A Practical Evaluation Loop for Teams

Yaniv’s workflow at Tessl is pragmatic: start with a minimal, inspectable agent, then iteratively add context and observe deltas. Begin with the nano baseline (short system prompt, execute/read/write tools, containerised runtime) and run a small suite of tasks. Add one change at a time—e.g., expand tool descriptions, include repo layout hints, or add a “test-first” directive—and measure completion rates, tool call counts, and time to solution.

Use TerminalBench (or similar) for repeatable checks, but pair it with an internal scenario bank that mirrors your customers’ realities. Log every model message, tool call, and return value so you can replay failure cases. Track where the model hesitates: missing context (e.g., how to run tests), tool confusion (e.g., wrong working directory), or environment issues (e.g., missing dependencies). Each failure class suggests a targeted context or tooling fix.

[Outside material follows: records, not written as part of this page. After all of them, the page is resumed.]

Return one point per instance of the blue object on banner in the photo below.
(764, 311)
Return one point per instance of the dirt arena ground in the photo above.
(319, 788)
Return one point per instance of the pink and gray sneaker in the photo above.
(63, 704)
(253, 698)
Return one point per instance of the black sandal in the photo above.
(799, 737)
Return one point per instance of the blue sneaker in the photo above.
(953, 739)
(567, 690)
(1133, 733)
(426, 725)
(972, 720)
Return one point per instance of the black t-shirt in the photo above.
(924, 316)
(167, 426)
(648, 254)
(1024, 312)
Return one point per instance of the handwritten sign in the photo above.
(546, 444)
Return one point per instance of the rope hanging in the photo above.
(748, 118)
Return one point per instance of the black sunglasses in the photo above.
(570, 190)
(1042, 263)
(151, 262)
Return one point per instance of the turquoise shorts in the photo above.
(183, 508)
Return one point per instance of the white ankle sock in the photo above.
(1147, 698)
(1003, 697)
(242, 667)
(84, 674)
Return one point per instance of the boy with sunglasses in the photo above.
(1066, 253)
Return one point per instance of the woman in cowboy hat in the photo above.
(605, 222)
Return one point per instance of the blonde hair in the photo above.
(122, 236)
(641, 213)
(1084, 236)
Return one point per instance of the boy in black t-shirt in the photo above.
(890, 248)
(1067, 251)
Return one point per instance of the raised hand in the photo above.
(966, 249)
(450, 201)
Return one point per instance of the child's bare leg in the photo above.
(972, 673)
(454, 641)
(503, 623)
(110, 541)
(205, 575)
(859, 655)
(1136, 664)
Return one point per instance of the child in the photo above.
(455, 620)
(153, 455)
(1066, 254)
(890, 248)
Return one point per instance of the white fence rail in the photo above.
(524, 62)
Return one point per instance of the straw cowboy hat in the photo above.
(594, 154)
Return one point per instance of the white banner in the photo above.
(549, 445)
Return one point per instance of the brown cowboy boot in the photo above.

Finally, sandbox execution. Yaniv runs the agent inside a container so execute is powerful but contained. In production, adopt even tighter controls: non-root users, network restrictions, resource limits, and a allowlist of commands. Consider adding a “dry-run” option or a plan-then-execute pattern for risky operations. Human-in-the-loop checkpoints can also be valuable during initial rollouts, especially when agents touch customer repos.

Key Takeaways

  • Start small: a 100-line agent with a tiny system prompt and 2–3 tools (execute, read_file, write_file) is enough to ship working results, especially with a modern LLM like Claude Sonnet 4.5.
  • Benchmarks are helpful but incomplete: Mini agents rank respectably on TerminalBench. Use benchmarks plus a curated set of real tasks from your environment to measure what actually matters.
  • System context matters—and it mixes with yours: flagship agents include long prompts and detailed tool descriptions. Keep your added context concise, structured, and complementary so it doesn’t get drowned out.
  • Design tools for discriminability: clear names, short “use when…” guidance, explicit schemas, and side-effect notes help the model choose the right tool at the right time.
  • Constrain and guide the loop: set a step budget, encourage small changes and summaries, and log everything. This reduces thrash and makes debugging tractable.
  • Sandbox execution: run agents in containers with limited privileges and explicit allowlists. Add human checkpoints for sensitive operations.
  • Iterate with intent: add one context or tooling change at a time and measure its impact on success rate, tool calls, and runtime. Treat agent design as an engineering feedback loop, not a one-shot prompt.

As Yaniv underscores, none of this depends on insider knowledge of proprietary agents. It’s about understanding how the model consumes context and designing your prompts, tools, and evaluations so the agent—and your developers—can do their best work.